Я не говорю, что для индивида образование бесполезно – оно дает полезные для карьерного роста документы, – но на уровне страны это ничего не значит. Да, образование стабилизирует доход в семье на протяжении поколений. Купец сколачивает состояние, его дети едут в Сорбонну, становятся магистрами и докторами. Семья сохраняет богатство – дипломы позволяют ее членам оставаться в среднем классе и после того, как наследство исчерпалось. Но стране от этого ни тепло ни холодно.
Британский экономист госпожа Элисон Вульф разоблачает следующий логический изъян: из того, что трудно представить себе компании Microsoft или British Aerospace без передовых знаний, следует, что чем лучше у нас образование, тем богаче страна. «Простая однонаправленная динамика, которая так завораживает наших политиков и аналитиков – ты вкладываешь средства в образование и на выходе получаешь экономический рост, – это миф, – пишет Вульф. – Более того, чем больше и сложнее образовательный сектор, тем менее очевидной становится его связь с производительностью труда». Как и Притчет, Вульф на примере стран вроде Египта показывает, что гигантский скачок в области образования вовсе не перешел в Заветный Золотой Рост ВВП, Который Определяет Место Страны В Важных Списках Стран.
Это не аргумент против проведения в жизнь государственной политики в области образования с благородными целями, скажем, для того, чтобы уменьшить социальное расслоение населения, дать беднякам возможность читать хорошие книги – Диккенса, Виктора Гюго или Жюльена Грака – или сделать женщин из бедных стран более свободными (тогда они будут меньше рожать).
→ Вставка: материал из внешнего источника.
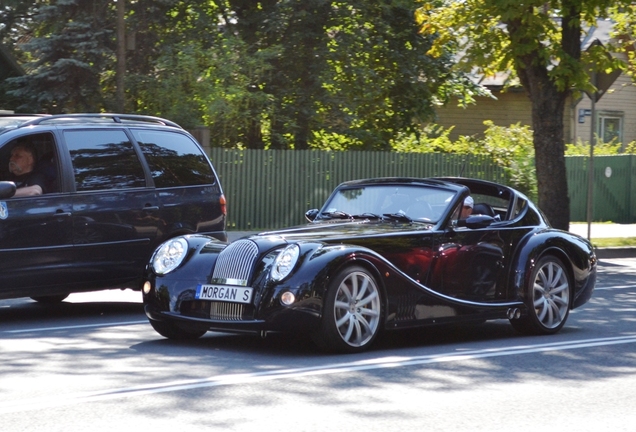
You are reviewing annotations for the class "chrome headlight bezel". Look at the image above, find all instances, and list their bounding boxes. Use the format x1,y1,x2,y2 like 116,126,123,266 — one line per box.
152,237,189,275
271,244,300,282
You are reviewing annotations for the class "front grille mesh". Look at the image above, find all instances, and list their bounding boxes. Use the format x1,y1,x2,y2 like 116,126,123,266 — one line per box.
212,239,259,285
180,300,253,320
210,301,245,321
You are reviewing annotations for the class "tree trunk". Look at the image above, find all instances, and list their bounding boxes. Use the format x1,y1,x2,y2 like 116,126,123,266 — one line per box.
514,63,571,230
530,89,570,230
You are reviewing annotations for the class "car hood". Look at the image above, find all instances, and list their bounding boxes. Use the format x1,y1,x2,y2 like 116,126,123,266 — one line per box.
250,220,435,244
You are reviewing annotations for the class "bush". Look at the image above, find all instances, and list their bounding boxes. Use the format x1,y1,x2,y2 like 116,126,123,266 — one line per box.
389,121,537,199
565,138,623,155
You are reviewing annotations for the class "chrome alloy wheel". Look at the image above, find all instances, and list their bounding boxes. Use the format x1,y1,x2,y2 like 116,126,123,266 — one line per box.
332,270,381,347
532,259,570,329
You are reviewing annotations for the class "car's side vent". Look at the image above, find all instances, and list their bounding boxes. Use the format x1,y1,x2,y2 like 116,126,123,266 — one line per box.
211,239,259,286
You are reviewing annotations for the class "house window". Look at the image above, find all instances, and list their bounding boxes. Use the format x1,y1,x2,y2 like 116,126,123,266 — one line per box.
598,112,623,144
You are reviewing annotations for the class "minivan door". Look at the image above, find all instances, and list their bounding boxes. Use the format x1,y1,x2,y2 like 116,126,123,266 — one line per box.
63,129,160,289
0,132,74,298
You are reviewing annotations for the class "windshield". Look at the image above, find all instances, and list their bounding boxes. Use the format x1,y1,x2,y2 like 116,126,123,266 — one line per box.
319,184,456,223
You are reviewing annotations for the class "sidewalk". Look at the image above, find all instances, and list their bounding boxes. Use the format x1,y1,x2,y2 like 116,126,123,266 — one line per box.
568,223,636,239
569,223,636,259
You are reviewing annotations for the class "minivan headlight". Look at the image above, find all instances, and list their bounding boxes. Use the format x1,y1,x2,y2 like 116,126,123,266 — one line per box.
271,244,300,281
152,237,189,275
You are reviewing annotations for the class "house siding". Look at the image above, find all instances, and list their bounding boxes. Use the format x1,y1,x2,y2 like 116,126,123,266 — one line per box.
571,72,636,147
435,72,636,147
434,90,533,140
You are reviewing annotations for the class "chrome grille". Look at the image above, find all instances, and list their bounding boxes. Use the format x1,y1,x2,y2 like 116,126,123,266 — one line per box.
210,302,245,321
211,239,259,286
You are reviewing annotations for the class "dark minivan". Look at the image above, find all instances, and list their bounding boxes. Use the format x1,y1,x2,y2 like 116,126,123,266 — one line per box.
0,113,226,302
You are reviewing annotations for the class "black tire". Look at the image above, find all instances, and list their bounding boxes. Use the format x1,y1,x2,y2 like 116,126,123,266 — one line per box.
313,265,383,353
510,255,571,335
30,294,69,303
149,319,207,340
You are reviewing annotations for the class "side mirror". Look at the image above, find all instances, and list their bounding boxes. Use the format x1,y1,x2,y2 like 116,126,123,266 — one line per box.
465,214,495,229
0,181,16,199
305,209,319,222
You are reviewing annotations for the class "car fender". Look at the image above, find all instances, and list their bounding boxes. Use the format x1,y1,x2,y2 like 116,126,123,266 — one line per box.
508,229,595,305
256,241,391,321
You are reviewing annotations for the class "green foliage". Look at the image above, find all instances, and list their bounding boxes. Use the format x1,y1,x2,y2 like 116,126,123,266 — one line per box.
624,141,636,155
2,0,462,150
6,0,116,113
565,138,624,156
478,121,536,199
273,120,538,198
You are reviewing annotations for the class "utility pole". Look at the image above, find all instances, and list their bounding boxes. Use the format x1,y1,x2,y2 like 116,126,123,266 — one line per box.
116,0,125,113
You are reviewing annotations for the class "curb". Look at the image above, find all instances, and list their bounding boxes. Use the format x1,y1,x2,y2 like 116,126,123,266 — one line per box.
595,247,636,259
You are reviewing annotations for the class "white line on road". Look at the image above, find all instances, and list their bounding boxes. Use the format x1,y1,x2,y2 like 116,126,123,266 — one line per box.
1,334,635,414
3,320,148,334
595,284,634,291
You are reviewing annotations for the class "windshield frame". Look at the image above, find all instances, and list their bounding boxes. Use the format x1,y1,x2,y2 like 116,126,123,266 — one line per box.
317,183,458,224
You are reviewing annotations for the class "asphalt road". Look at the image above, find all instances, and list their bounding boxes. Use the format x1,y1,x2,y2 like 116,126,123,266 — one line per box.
1,258,635,432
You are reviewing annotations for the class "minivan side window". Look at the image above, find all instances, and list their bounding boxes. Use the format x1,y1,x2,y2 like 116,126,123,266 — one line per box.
64,130,146,191
132,130,215,188
0,132,59,194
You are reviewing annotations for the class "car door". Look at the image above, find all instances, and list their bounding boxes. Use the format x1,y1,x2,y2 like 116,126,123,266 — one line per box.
63,129,161,288
0,131,74,297
430,226,512,301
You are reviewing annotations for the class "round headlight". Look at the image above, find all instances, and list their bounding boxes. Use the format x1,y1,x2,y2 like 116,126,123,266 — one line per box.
271,244,300,281
152,237,189,275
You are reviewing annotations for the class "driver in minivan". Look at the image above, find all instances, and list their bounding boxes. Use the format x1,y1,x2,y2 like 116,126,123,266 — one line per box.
6,142,46,197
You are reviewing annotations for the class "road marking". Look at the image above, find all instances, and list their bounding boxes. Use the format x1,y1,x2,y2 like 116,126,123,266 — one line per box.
1,334,635,413
3,320,148,334
595,284,634,291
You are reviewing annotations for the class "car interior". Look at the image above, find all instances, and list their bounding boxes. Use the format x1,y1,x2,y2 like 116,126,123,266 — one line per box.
0,132,58,194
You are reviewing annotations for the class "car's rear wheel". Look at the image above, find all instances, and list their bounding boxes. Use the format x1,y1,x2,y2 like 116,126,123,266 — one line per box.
313,265,383,353
149,319,207,340
511,255,571,335
30,294,69,303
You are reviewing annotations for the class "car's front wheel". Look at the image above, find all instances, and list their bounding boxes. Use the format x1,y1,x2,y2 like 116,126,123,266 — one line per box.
313,265,383,353
149,319,207,340
511,255,571,335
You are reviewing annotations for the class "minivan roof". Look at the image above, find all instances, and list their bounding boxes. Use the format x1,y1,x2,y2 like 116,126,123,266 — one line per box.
0,113,182,134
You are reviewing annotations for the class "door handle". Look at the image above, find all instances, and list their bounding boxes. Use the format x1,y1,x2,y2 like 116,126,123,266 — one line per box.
143,206,159,212
54,210,72,217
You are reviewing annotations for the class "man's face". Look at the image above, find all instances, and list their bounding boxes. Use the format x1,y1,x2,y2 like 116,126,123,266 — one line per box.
9,146,35,175
460,204,473,219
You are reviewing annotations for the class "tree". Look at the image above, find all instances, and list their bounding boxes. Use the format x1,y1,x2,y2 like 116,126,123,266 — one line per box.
218,0,460,150
416,0,628,230
5,0,116,113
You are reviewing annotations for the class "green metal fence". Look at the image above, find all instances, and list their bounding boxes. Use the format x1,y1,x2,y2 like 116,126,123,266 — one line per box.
566,155,636,223
210,149,507,230
208,149,636,230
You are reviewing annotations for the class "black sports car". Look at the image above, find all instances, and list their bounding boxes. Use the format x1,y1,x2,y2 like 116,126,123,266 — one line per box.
142,177,596,353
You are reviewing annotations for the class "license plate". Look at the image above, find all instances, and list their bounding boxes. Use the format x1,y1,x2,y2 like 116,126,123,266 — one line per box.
195,284,253,304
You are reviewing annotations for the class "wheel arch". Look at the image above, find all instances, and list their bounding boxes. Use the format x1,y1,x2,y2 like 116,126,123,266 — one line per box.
325,252,390,320
510,234,576,306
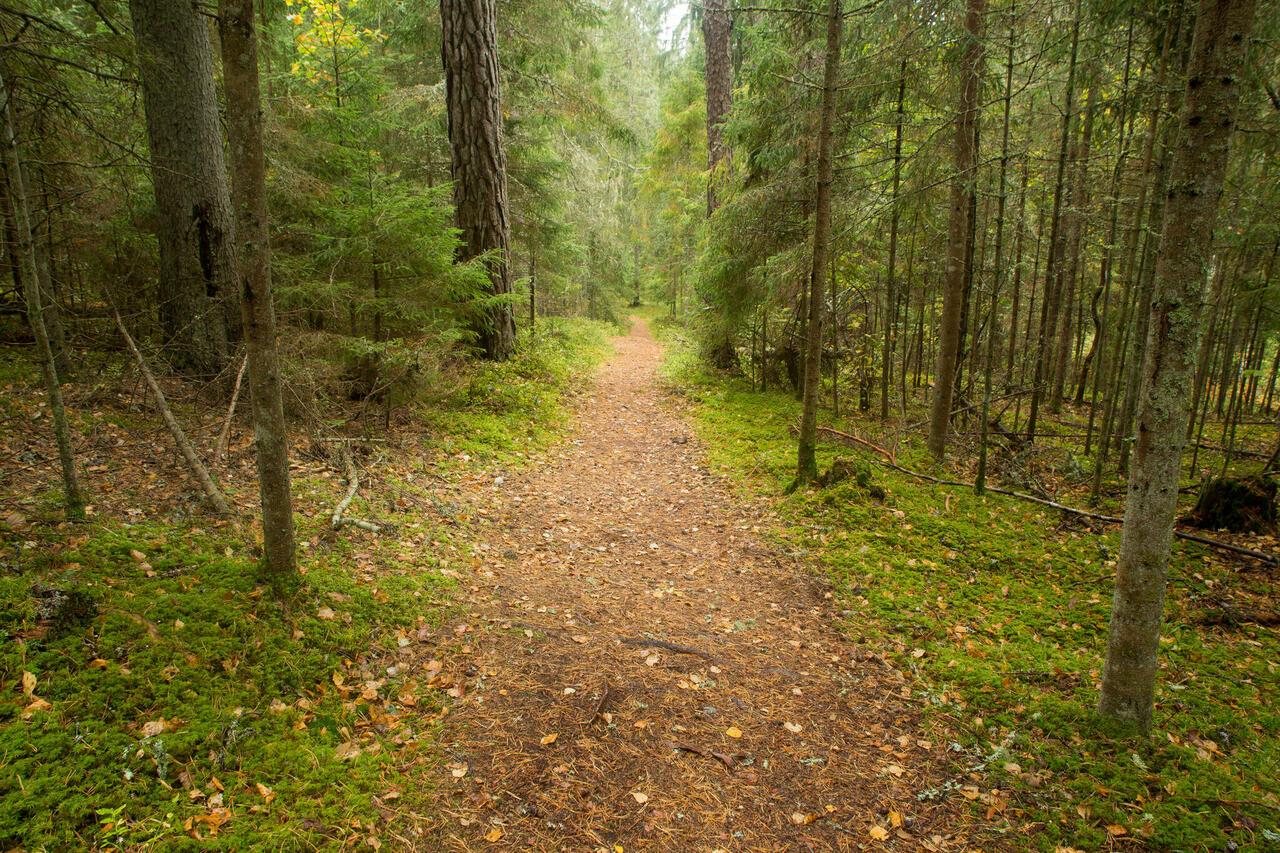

Все это – еще не повод употреблять слова вроде «богатство» или «рост».
Я однажды встретил Элисон Вульф на вечеринке (вечеринки – великая вещь в плане опциональности). Когда она по моей просьбе объяснила присутствующим, что финансирование формального образования неэффективно, один человек обиделся и излил на нас свой скептицизм. Вульф сказала ему: «Вот оно, настоящее образование», – и обвела рукой комнату, где там и тут беседовали гости. Точно так же и я не говорю, что знание не имеет значения; мой скепсис относится к превращенному в товар, расфасованному, упакованному в розовенькую оберточку знанию, которое можно купить на рынке и использовать для саморекламы. Напомню читателю, что образованность и формальное образование – это не одно и то же.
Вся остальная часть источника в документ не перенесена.